Buku Bukan Perawan Maria karya Feby Indirani, mungkin akan membuat beberapa dari Anda tersinggung, marah, atau bahkan menghimpun massa untuk demo berjilid. Hal ini disebabkan cerpen-cerpen mengangkat salah satu isu sensitif di Indonesia, yaitu isu agama.
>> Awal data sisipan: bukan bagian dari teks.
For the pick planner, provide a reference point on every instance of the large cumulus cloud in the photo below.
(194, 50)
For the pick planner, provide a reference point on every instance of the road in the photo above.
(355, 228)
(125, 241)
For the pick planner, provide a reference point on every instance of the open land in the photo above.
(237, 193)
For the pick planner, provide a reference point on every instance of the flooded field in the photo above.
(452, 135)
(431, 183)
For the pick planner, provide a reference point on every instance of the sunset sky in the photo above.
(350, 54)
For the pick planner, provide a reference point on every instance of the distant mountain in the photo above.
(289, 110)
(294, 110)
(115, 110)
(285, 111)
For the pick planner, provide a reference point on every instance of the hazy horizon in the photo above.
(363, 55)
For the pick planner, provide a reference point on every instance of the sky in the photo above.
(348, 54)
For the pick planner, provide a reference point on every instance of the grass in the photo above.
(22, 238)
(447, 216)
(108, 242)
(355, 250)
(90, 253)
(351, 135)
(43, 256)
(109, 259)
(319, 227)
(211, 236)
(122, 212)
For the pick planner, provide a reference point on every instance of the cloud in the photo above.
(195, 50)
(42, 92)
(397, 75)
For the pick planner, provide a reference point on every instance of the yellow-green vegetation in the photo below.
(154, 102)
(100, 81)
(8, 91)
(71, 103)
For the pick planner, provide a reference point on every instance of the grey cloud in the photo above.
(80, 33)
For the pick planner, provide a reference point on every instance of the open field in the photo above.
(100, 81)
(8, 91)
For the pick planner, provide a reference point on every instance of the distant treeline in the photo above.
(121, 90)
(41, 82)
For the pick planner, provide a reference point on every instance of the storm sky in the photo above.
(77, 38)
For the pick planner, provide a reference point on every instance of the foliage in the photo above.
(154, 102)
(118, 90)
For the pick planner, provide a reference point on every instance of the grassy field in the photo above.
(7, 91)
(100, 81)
Isu keagamaan dalam karya sastra, pernah menjadi perdebatan publik. Misalnya, sajak berjudul “Malaikat” karya Saeful Badar, penyair asal Tasikmalaya, yang tayang pada HU Pikiran Rakyat (4/8/2007). Sajak ini dinilai menista agama Islam oleh Dewan Dakwah Islam Indonesia (DDII). Hingga akhirnya, Pikiran Rakyat dan Saeful Badar meminta maaf dan mencabut sajak “Malaikat”.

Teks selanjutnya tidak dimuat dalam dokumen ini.